Ia juga tidak mengetahui kapan pasangan suami-istri itu kembali ke Ponorogo. Sebab, selama ini mereka bisa berhari-hari jika berada di Madiun yang merupakan daerah asal Sardjono. Apalagi di sana juga ada anak-anak kandung Sardjono sebelum menikah dengan Poniyati yang berstatus janda lantaran ditinggal mati Mujiono.
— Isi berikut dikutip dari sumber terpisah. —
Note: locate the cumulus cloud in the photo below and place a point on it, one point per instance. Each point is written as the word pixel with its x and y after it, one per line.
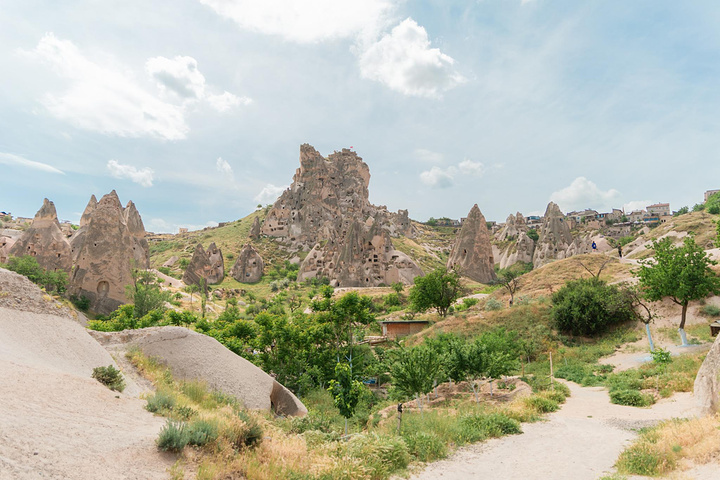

Dari pernikahannya yang pertama dengan Mujiono, Poniyati memiliki dua anak perempuan. Anak pertama merantau ke Bangka Belitung dan kedua adalah Rita yang kesadung masalah hukum di Malaysia. Mahkamah Tinggi Penang, Malaysia telah menjatuhkan vonis hukuman mati kepada Rita lantaran kedapatan membawa tas berisi 4 kilogram sabu saat transit di bandara Malaysia pada 2013. (Baca: Rita, TKW yang Divonis Mati, Semasa Sekolah Tidak Nakal)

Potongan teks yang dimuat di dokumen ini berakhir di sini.